En sorte que l’on ne peut pas dire que telle est la manière naturelle

Dont les choses eussent dû se produire, du moins n’a-t-on aucune raison de se

     plaindre

D’elles, qui est comme d’avoir atteint la fin,

Dans l’attente du but, exalté par sa réalisation ou sa défaillance,

Car nous disons qu’il est impossible que telle soit la fin

Aussi longtemps qu’il ne nous reste pas d’endroit où aller

Et pourtant c’est la fin et cela que nous avons achevé nous le sommes devenus

A la minute précise c’est l’élan du matin qui actionne

Le tictac de ma montre.
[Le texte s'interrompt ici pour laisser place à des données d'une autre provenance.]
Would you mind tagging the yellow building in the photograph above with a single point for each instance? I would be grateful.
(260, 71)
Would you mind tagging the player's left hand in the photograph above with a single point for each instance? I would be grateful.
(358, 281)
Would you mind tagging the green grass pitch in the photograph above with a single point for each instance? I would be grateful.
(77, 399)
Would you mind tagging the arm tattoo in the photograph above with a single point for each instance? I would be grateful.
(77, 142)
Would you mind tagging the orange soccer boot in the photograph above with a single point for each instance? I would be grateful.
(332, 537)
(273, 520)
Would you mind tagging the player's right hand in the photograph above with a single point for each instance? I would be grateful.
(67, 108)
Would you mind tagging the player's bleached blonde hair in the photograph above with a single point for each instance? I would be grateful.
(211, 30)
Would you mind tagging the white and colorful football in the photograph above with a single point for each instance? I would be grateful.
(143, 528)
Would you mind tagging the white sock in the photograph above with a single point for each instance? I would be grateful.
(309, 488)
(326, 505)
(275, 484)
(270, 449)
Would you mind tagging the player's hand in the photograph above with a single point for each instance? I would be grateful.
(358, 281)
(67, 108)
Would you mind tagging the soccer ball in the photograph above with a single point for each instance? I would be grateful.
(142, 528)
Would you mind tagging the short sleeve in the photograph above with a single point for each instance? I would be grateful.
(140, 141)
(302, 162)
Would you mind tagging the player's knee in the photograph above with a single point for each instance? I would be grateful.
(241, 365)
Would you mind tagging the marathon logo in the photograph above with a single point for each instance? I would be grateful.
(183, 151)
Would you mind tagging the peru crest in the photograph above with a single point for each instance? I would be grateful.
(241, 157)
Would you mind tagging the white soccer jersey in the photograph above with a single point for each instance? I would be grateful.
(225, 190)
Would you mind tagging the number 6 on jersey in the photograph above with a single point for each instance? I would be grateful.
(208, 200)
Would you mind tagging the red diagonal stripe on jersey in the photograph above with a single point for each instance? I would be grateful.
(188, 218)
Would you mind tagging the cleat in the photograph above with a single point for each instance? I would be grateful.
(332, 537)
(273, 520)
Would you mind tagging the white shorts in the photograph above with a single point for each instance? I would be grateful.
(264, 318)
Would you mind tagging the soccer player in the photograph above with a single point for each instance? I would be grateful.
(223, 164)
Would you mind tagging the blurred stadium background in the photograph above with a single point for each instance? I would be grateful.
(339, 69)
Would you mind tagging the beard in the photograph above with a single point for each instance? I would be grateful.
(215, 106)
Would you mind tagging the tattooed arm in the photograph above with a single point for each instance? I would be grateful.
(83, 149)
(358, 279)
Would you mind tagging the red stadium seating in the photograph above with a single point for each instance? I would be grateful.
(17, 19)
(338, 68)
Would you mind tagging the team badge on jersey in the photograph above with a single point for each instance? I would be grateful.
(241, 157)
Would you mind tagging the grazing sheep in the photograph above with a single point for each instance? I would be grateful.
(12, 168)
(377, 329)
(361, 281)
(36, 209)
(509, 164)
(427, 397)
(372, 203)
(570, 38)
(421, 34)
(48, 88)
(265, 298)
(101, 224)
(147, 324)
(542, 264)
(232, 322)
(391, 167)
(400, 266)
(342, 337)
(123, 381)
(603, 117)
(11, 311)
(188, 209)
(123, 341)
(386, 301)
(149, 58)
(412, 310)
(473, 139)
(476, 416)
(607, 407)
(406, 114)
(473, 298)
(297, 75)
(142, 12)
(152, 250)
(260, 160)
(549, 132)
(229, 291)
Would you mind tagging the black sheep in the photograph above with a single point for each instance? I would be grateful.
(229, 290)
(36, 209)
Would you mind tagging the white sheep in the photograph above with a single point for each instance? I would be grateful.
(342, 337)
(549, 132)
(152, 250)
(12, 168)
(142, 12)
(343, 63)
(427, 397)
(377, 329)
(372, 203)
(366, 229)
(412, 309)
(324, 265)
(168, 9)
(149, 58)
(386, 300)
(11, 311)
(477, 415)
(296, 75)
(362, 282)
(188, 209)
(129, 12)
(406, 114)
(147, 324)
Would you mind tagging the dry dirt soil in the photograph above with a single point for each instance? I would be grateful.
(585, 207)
Comme un qui pointe son nez

De dessous une pile de couvertures, bon et mauvais tout ensemble,

De même ce maquis d’impossibles résolutions et irrésolutions

Le désir de s’amuser, de faire du bruit et partant

D’ajouter à l’entrelacs forestier quasiment illisible des graffitis sur la cloison

     des chiottes.

Quelqu’un va venir vous chercher :

Le facteur, le maître d’hôtel entre portant un plateau avec une lettre

Dont le message va tout changer mais en attendant

Il faut vous soucier de votre haleine, de vos pellicules, de vos lunettes égarées

Si seulement le lever de rideau voulait bien se terminer, car il est interminable.

Encore qu’il y ait une consolation :

Si, comme il se trouve, cela n’en valait pas la peine, alors je n’ai rien fait ;

Si le spectacle m’atterre, je n’ai rien vu ;

Si la victoire est pyrrhique, je n’ai rien gagné.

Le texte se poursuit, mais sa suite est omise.